Again, in remarking on one of the scenes in Abraham's life, in which God reveals himself to the patriarch, there occurs this observation:

“GENESIS xv. 1–6.—This is an exceeding precious and truly evangelical passage. It gives a full warrant to the appropriation of faith as distinct from that of experience. I am thy shield and thy exceeding great reward. What should, after this, stop the reunion of God with man? Abraham is our great prototype, and we are required to walk in the footsteps of his faith, as being the father of the faithful. Let us lay confident hold of God as our friend, even as he who was called the friend of God did. There is an offer of friendship on His part, let it be accepted. on ours; and the acceptance lies in our firm reliance on the honesty of the offer. Let us not stagger at a privilege so infinitely above our merits and our hopes being brought so wonderfully nigh unto us; but against hope, against all the likelihoods of nature and experience, let us believe in hope. Such faith, even though we thereby arrogate to our own sinful selves the greatest and highest of all blessings, has no arrogance and no presumption at all in it. It has another character altogether. It is yielding a due honour to one of the divine attributes, even the attribute of Truth-so that the stronger the faith, the greater is the glory we render unto God. What a precious harmony is this, that our greatest peace and God's greatest glory are at one-that in counting Him faithful who has promised, we do that which at one and the same time most advances His honour and most tranquillizes our own fears. Rebuke away, then, from us, O God, all the doubtings of unbelief as well as its disinclinations." Pp. 24, 25.

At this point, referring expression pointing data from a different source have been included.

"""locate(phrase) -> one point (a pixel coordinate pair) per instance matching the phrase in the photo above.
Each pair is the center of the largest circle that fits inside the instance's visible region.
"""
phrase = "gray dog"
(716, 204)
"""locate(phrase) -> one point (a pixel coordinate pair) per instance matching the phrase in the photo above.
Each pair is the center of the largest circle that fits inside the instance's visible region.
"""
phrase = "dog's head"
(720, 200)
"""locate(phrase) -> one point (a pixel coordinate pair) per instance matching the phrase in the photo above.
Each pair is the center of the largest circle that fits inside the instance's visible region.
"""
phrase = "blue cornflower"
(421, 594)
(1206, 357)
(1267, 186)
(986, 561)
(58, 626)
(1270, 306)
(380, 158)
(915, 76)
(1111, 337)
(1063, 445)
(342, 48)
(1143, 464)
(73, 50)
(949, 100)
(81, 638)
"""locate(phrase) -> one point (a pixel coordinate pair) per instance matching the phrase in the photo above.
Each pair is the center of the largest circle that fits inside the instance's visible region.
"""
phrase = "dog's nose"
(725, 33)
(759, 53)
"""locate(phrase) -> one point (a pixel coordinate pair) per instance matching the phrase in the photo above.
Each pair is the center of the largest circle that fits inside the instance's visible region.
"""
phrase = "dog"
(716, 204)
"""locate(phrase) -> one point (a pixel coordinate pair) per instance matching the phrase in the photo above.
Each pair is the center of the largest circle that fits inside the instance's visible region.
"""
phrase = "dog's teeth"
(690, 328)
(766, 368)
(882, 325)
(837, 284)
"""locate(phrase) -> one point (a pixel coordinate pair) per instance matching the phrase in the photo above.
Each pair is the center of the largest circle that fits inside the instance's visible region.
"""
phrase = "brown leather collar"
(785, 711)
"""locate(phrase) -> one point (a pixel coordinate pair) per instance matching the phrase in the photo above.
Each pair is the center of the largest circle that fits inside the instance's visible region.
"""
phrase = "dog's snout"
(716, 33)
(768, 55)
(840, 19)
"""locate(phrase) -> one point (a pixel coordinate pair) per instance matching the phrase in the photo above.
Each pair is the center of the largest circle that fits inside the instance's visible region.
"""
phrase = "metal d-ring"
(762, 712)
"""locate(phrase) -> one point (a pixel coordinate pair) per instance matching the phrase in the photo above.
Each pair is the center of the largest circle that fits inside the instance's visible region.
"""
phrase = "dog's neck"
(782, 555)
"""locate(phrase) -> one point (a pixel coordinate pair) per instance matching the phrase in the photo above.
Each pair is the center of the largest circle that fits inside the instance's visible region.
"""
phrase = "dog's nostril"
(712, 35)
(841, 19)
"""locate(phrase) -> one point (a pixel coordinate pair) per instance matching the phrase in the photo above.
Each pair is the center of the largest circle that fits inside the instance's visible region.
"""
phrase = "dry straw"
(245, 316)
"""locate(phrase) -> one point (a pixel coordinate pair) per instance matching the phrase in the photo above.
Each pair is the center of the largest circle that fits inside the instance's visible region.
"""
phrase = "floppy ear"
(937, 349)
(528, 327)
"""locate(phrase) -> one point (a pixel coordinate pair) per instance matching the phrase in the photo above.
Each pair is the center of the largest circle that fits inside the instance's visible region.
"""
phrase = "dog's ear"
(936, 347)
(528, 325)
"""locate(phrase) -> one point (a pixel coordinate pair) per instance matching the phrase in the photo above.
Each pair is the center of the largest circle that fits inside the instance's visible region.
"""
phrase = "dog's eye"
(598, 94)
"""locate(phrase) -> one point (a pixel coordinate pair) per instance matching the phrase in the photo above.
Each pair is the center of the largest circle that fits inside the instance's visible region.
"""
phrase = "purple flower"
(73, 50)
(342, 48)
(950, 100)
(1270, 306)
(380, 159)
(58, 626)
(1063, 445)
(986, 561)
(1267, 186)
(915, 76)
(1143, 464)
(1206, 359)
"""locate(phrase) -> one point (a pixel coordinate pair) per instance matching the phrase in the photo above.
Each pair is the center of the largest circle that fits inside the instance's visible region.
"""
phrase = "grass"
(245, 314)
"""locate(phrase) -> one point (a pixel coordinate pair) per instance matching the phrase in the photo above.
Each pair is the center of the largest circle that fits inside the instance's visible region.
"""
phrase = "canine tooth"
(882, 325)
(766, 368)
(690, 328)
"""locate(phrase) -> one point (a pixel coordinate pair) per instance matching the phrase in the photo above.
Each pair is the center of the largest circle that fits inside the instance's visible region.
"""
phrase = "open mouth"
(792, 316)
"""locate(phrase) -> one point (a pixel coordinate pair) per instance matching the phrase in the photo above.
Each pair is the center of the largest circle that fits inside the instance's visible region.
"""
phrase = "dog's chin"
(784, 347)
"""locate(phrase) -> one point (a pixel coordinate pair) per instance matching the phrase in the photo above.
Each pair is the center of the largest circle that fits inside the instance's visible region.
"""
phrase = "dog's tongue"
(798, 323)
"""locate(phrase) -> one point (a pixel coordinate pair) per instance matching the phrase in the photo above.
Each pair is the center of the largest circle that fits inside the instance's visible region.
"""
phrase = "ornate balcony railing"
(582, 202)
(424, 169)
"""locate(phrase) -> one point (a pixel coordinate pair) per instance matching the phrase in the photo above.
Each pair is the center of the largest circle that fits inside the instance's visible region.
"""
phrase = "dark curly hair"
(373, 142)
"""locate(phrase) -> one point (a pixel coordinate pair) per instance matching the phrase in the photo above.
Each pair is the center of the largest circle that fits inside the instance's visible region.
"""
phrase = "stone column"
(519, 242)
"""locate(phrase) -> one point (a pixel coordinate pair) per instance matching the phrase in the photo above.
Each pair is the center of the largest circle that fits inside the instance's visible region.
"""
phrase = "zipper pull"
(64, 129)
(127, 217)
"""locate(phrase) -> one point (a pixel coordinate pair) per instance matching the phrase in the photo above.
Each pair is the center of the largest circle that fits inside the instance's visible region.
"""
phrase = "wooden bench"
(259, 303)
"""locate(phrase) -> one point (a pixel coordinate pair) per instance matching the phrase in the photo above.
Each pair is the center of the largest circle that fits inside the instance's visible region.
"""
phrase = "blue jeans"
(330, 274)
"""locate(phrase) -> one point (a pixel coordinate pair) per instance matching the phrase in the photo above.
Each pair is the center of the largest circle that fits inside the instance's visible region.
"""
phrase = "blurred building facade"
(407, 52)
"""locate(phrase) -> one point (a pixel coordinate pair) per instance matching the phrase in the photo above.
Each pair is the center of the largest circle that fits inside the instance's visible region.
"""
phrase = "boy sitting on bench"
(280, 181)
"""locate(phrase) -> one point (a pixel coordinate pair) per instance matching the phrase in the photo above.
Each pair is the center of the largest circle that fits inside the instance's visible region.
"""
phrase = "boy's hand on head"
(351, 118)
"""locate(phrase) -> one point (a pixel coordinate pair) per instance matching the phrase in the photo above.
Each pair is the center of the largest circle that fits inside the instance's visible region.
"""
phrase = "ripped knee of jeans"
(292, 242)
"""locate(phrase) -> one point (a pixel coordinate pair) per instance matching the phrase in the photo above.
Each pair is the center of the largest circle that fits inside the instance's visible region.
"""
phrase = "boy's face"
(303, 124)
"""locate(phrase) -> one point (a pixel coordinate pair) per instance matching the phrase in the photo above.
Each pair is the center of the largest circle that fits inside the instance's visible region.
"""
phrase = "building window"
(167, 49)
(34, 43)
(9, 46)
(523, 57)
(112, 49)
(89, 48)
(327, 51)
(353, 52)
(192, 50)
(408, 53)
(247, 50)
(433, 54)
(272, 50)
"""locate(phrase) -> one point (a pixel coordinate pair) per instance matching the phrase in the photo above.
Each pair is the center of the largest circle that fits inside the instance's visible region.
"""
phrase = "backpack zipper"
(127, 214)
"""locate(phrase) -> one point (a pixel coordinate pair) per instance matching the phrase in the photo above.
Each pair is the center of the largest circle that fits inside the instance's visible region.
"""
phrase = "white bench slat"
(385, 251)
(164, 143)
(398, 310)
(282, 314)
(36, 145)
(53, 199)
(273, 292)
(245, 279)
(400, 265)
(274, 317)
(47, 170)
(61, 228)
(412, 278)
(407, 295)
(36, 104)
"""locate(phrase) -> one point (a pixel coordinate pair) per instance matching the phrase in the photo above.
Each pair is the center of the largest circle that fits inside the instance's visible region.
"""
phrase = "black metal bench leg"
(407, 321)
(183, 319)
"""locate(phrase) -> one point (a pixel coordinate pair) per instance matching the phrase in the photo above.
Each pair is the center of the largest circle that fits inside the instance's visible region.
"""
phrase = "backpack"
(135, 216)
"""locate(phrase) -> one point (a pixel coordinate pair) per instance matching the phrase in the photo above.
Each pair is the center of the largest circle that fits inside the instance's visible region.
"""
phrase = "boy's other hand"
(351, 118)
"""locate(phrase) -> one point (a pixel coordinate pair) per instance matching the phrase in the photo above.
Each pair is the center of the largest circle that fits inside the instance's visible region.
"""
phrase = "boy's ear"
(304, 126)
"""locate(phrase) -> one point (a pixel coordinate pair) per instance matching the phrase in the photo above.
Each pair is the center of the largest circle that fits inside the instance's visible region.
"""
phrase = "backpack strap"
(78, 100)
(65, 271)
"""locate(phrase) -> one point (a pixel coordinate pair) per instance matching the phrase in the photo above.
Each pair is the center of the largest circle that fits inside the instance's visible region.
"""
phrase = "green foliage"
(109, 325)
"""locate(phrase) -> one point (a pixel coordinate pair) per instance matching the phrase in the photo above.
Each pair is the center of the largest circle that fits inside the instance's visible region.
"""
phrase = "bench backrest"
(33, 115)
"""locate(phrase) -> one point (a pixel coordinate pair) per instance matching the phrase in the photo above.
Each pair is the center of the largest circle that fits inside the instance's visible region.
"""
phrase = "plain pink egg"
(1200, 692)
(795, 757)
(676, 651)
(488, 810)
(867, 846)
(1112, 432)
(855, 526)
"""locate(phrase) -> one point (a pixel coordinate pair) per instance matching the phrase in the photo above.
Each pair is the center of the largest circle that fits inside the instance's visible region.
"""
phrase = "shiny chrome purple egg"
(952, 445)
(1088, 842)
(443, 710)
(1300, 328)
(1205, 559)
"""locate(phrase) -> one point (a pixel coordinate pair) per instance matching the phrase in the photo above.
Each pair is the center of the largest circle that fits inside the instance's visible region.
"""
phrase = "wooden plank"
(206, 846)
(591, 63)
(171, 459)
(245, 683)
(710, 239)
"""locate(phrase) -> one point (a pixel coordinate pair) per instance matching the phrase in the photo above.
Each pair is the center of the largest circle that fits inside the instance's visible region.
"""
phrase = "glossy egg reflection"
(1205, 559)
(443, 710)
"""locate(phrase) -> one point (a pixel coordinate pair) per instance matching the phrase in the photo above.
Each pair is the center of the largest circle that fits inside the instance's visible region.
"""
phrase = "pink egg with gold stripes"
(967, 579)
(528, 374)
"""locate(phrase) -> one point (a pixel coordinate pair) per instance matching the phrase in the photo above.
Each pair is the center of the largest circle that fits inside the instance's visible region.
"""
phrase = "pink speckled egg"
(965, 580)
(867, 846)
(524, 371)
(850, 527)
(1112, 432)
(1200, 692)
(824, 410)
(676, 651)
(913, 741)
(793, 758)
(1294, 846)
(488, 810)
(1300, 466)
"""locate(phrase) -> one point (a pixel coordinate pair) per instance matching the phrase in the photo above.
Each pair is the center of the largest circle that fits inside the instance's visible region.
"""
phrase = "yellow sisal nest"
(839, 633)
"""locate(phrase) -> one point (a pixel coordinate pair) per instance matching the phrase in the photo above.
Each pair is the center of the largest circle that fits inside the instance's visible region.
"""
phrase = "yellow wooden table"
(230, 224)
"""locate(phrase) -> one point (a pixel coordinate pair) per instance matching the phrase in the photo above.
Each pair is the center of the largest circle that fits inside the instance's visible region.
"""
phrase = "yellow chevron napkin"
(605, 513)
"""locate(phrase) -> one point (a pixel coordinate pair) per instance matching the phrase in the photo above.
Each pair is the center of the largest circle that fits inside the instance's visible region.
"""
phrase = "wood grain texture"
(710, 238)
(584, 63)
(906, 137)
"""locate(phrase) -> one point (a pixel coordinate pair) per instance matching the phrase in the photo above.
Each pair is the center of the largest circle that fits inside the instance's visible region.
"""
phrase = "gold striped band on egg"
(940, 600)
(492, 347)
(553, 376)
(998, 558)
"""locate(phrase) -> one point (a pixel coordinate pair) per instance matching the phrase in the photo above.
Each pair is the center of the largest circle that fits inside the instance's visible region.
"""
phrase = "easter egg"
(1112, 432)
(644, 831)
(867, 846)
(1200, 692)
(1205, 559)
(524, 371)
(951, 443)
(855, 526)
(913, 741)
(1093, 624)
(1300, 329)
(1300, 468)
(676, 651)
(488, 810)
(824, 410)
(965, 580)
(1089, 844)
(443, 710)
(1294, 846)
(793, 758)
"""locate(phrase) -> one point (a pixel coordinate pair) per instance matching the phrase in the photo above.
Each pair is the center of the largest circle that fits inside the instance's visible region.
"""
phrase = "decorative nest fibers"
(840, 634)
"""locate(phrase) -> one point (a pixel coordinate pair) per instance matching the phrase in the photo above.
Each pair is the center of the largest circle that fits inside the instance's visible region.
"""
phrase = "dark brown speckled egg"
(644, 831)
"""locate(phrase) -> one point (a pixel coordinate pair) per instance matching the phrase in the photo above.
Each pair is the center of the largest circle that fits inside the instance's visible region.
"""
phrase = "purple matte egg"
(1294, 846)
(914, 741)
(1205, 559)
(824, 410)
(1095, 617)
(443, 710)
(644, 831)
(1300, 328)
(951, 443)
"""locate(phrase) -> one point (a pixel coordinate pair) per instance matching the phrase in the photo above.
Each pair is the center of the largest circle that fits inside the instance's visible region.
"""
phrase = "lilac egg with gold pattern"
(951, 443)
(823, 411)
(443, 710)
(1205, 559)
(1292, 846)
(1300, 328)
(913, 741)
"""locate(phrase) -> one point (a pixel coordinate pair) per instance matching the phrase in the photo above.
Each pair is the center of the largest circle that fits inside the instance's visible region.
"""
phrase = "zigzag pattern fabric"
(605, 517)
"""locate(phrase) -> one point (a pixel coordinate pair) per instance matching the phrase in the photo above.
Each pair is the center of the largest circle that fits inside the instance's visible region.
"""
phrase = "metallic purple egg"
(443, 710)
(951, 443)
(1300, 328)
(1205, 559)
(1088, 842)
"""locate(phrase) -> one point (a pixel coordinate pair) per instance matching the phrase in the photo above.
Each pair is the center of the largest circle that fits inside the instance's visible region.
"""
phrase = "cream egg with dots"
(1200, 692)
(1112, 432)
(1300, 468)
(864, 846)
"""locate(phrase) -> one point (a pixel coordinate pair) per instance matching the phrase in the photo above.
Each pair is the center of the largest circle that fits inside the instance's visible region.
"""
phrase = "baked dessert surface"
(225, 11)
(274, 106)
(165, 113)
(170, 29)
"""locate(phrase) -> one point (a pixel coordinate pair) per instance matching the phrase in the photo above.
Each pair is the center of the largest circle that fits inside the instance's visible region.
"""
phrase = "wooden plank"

His regard for the Sabbath is very frequently and very strongly expressed. Indeed he never seems to lose an opportunity of stating his views upon this subject. And in the present struggle upon this momentous question, it is interesting to observe the decision of Dr Chalmers' opinions regarding it.

"Let me drink the spirit of all that is here said about the Sabbathan observance as much distinguished from the temporary and ceremonial law of Moses as any other in the Decalogue. Let me never lose sight of the sign or memorial first of creation and then of redemption. Let it therefore be upheld as part and parcel of a perpetual covenant-a day of holy rest, and the delighted observance of which is one of the most decisive tests of a renewed and godly nature. And let it not be a fatiguing, but a reposing cessation from the toils and cares of the every-day world. And let such be my meditations and exercises that I may not be exhausted, but strengthened and refreshed thereby." P. 175.

"Let my Sabbath not be a working-day; and even in the things of sacredness, let me not so exercise myself as to violate its character as a day of rest." P. 182.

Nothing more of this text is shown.